When someone goes to buy Grade A Vermont maple syrup, they can feel very confused by the system that's used. Making this slightly more difficult is that the USDA revised the grading system in 2015. Even old-timers who've used Grade A Vermont maple syrup for decades can benefit from understanding what the current system is and how it relates to the previous one.
There Are Four Sub-Grades of Grade A
Yes, that is how it now works. The reason for the change was to correct the consumer misperception that Grades B and C were inferior to Grade A. Those grades are not inferior, and many connoisseurs prefer them for their strong tastes and thicker consistencies, especially for baking. USDA officials wanted folks to understand these products are equal to Grade A syrup, and they changed the system to reflect the equality of the products.
There used to be two sub-grades of Grade A: fancy and dark amber. The current "golden color" grade is the lightest in color and weakest in flavor, and it is most commonly used as a topping. This is the old "fancy" version. If you've ever poured authentic Grade A Vermont maple syrup on pancakes, for example, there's a pretty good chance it came from this class. If an older recipe calls for Grade A, assume "golden color" is what it means.
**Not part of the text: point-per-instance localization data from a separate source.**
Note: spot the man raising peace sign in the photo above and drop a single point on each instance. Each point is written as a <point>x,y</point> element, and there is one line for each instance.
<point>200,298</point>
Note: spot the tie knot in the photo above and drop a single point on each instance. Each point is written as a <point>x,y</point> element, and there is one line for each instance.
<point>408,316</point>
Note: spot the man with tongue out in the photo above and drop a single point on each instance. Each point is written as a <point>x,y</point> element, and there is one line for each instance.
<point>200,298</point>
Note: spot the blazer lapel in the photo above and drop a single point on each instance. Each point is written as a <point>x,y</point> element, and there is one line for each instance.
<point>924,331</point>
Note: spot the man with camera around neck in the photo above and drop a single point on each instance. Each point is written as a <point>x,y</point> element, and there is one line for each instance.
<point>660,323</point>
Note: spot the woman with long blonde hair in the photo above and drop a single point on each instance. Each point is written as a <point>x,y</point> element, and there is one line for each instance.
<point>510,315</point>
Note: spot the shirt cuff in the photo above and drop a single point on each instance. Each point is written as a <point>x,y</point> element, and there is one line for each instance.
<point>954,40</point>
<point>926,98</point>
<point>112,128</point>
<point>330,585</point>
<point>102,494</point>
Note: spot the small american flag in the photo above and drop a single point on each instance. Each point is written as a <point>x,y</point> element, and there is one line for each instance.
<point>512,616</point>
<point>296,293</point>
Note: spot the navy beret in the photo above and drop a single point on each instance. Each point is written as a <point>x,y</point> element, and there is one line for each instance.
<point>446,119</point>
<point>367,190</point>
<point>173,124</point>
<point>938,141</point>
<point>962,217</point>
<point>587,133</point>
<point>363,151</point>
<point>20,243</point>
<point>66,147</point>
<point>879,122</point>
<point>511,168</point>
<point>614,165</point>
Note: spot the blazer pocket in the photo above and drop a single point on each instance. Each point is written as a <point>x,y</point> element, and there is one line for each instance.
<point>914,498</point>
Dark amber in the old system was reclassified as amber color in the new one. It is known for a darker color and richer flavor compared to the golden variety of Grade A Vermont maple syrup.
This is the former Grade B product. To be clear, many aficionados consider this the most desirable grade. If you're new to maple syrup, that might surprise you. However, it also serves to explain why the USDA decided to change the grading scale.
One major advantage of the dark color maple syrup is that it can hold its own against other strong flavors. For example, it has a strong enough taste to be used in vinaigrettes, dark coffees, hard drinks, and ciders. You can also use it in place of molasses or brown sugar if you'd like a less processed product to use in baking and sauces.
Very Dark Color
This grade is the closest a syrup gets to molasses, and most recipes allow a one-for-one substitution of the two products. It is largely sold to commercial operations for making candy and baked goods. Folks who want a strong taste and dark glaze prefer this grade.